Are We There Yet: What Happened to the Driverless Revolution?

Why the Hype Around Driverless Cars Has Slowed

Are We There Yet: What Happened to the Driverless Revolution?

SMITH BRAIN TRUST  A few years ago, it seemed like the driverless revolution was upon us. In a few short years, we were told, we wouldn’t need cars of our own. We’d simply summon driverless vehicles to take us from place to place.

Then, something happened, and it seemed like the whole dream was run off the road. That something, says Maryland Smith’s David Kirsch, was a hard dose of reality and an overdue tempering of expectations.

“What we’re seeing is the almost inevitable reaction to the over-optimistic expectations that had been heaped upon the autonomous vehicle sector,” says Kirsch, an associate professor at the University of Maryland’s Robert H. Smith School of Business. “There's still an enormous amount of energy and enthusiasm and optimism for the sector and for its overall prospects, but people are recognizing it's maybe harder than was initially presumed.”

It’s easy to see where driverless cars veered off of the path when the hype was building, Kirsch says. In 2019, first Lyft and then Uber riled up investors by betting big on self-driving taxis as they went public. Even Tesla’s Elon Musk was promising a million robo-taxis on the road by the end of 2020. An official count of Tesla robotaxis on Dec 31, 2020? Zero.

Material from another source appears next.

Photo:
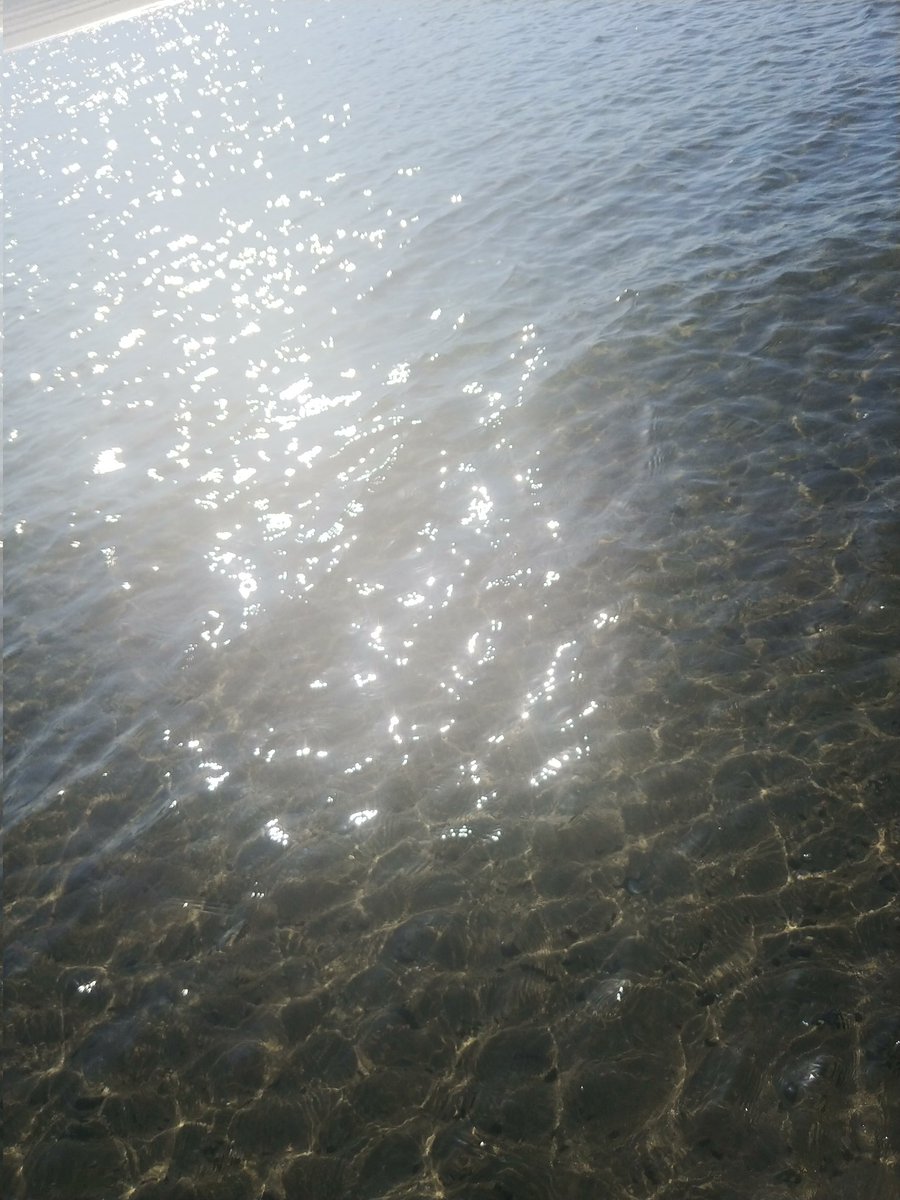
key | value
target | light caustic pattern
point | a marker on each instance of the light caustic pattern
(263, 390)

Delays in the technology’s development changed those plans. Uber recently shifted gears, selling its self-driving division to Aurora in a deal valued at roughly $4 billion – almost half of what it was said to be worth in 2019.

“At the time, Uber and Lyft needed a narrative that supported future growth and profitability in order to go public, and that meant a future of autonomous vehicles,” says Kirsch. “Ride-hailing, it turned out, wasn't really going to be a great business model, but if they could convince investors that the future is driverless, then they could be profitable. That talk got people excited and potentially enabled them to overlook some of the inherent weaknesses in their base business models.”

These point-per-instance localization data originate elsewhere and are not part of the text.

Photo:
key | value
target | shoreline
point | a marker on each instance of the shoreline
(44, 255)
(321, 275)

As for the road ahead for driverless cars, Kirsch believes it could follow the Hemingway Law of Motion: Change will happen gradually, and then suddenly.

Waymo, a Google subsidiary, is looking to be part of that change as it announced it is moving away from the “self-driving” concept and focusing more on “autonomy,” vehicles will dispense with the driver control altogether. It’s a move that opens the pathway for companies to experiment with autonomous vehicles in other environments and scenarios, Kirsch says.

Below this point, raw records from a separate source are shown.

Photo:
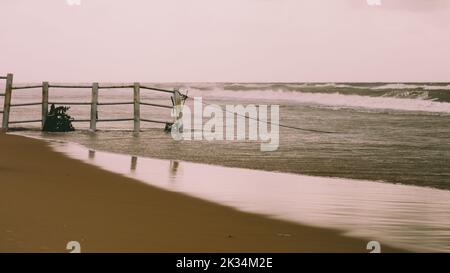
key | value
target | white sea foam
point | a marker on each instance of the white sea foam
(333, 99)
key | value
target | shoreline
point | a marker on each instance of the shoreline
(42, 213)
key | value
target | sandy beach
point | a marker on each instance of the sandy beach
(48, 200)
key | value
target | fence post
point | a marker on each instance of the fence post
(44, 102)
(94, 102)
(7, 102)
(137, 110)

Long haul trucking and local delivery are both potential proving grounds, he says. Highways, while dangerous because of speed, are also the most predictable environments, while local deliveries typically take place in low-speed zones. Even farmland could be useful in testing autonomous vehicles, he says.

“Farming offers a potential win-win for tech companies and farmers,” Kirsch says. “Companies can take advantage of reduced regulatory oversight and farmers can try out autonomous tractors.”

Regardless, a shaking out of the industry may be in order, Kirsch says, and there may very well be a future in which tech companies provide software and mechanical products to automobile manufacturers, in much the same way Intel provides parts to computer manufacturers. But that’s to be determined.

In the meantime, Kirsch says, people can still hold out hope for a future with driverless cars, just don’t expect that red light to turn green any time soon.

“The long and short of it is that autonomous vehicle technology is progressing, but uncertainties abound. We can’t yet see exactly how it's going to work or what it will look like,” Kirsch says. “I think it is safe to say, though, that the timeline has been pushed back.”